Roger Goodell Won’t Hear Ezekiel Elliott Appeal

Instead of personally hearing Ezekiel Elliott’s appeal of his six-game suspension, NFL Commissioner Roger Goodell has decided to appoint former NFL executive Harold Henderson for the job the NFL announced Wednesday. Goodell made the initial decision to suspend Elliott after the NFL investigated allegations against Elliott of domestic violence. Elliott’s appeal hearing has been scheduled for Aug. 29. The Cowboys play their final preseason game on Aug. 31.

Goodell holds a press conference.
Roger Goodell holds a 2014 press conference in the wake of a string of high-profile incidents, including the domestic violence case of Ray Rice. | Andrew Burton/Getty Images

Henderson, a veteran arbitrator, heard former Cowboys defensive end Greg Hardy’s appeal in 2015 and reduced Hardy’s suspension from 10 games to four. He also heard Adrian Peterson’s appeal, which he denied, and therefore Peterson was suspended for an entire season.

Elliott’s suspension stems from allegations of domestic abuse by Elliott’s former girlfriend, Tiffany Thompson, made last July. Local authorities had declined to charge Elliott with a crime due in part to witnesses’ statements contradicting Thompson’s account of the events, as reported by SB Nation. Since the NFL does not rely on the legal system’s burden of proof policy, the league can choose to suspend athletes for their behavior without an arrest or conviction.

Elliott Hurdles Prosinski
Ezekiel Elliott of the Cowboys hurdles Chris Prosinski of the Bears on September 25, 2016. | Tom Pennington/Getty Images

Henderson is the league’s former executive vice president of labor relations. The NFL announced Friday that it had suspended Elliott for six games without pay under the league’s personal conduct policy. On Tuesday, the NFL Players Association announced it would file an appeal on Elliott’s behalf.

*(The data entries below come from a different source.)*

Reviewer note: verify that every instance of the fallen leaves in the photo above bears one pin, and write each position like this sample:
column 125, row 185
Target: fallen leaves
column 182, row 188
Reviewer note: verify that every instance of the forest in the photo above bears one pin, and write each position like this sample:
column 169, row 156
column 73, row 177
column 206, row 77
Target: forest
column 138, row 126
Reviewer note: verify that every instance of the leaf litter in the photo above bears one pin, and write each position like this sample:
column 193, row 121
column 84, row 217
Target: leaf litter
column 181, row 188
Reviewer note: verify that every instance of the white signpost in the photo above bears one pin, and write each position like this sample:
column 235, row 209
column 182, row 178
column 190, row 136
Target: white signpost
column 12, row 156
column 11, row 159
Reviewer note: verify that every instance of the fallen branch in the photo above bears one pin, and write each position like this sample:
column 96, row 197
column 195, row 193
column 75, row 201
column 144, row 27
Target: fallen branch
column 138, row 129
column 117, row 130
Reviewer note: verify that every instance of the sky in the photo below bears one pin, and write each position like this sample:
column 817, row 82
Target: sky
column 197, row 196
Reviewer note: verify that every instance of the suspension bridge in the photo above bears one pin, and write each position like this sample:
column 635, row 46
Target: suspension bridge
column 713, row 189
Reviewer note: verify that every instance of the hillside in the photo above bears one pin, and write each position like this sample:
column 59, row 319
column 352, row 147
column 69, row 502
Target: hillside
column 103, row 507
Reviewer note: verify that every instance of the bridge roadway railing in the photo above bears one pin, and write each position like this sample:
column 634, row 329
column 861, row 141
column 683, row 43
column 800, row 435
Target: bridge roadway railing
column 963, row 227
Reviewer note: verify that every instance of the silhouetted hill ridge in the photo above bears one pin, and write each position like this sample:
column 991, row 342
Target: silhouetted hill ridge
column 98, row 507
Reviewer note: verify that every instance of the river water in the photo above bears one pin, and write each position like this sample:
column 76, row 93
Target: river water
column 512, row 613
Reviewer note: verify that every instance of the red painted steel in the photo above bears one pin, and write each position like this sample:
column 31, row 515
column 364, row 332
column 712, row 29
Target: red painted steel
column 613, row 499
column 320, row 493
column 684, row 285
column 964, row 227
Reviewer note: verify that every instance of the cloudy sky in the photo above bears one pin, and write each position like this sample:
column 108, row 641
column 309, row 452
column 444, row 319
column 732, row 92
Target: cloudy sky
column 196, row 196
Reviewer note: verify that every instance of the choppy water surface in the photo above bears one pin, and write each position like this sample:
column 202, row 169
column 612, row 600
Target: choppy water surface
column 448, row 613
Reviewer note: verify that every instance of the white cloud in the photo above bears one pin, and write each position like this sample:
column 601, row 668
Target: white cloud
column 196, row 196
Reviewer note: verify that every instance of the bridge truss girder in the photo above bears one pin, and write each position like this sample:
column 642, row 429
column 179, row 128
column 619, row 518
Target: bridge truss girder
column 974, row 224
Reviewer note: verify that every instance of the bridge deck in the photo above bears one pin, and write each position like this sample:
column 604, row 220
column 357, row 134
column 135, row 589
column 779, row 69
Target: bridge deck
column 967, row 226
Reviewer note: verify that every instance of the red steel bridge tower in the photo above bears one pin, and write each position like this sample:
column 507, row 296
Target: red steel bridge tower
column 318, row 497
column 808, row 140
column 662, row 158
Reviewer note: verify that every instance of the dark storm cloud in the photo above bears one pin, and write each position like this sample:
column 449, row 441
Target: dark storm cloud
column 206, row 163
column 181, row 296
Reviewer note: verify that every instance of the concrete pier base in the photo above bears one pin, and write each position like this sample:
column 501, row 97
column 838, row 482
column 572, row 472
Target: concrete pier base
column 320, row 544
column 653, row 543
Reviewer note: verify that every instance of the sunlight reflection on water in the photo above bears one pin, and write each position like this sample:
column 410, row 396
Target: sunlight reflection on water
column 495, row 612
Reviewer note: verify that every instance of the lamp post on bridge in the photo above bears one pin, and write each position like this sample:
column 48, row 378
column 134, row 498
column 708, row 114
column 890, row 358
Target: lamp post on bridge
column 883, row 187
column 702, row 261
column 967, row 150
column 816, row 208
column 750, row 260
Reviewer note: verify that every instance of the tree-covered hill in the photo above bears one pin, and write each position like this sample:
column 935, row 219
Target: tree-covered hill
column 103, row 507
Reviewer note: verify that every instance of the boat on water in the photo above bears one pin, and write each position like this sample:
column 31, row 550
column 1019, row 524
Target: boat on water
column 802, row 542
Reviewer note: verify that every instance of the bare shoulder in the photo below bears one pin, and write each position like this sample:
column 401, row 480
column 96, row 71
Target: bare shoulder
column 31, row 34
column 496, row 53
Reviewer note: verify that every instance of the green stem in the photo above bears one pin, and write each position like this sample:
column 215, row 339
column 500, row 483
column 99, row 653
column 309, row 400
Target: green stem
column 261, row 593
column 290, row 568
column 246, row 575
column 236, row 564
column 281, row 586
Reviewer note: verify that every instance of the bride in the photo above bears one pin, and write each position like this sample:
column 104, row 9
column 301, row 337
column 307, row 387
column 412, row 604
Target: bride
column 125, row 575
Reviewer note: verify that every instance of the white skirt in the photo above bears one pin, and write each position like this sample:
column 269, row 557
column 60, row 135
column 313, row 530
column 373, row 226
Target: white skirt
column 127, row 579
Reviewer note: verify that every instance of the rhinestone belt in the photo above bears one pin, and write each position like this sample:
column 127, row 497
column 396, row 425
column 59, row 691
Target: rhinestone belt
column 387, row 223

“We will represent Ezekiel, as we do all players, to ensure that the NFL is held to its obligation of adhering to principles of industrial due process under the collective bargaining agreement,” the NFLPA said in a written statement, as reported by the Washington Post.

Elliott was the league’s leading rusher last season as a rookie. He had been drafted by the Cowboys fourth overall in the 2016 NFL draft. He played college football at Ohio State, where he earned second-team All-America honors in 2015.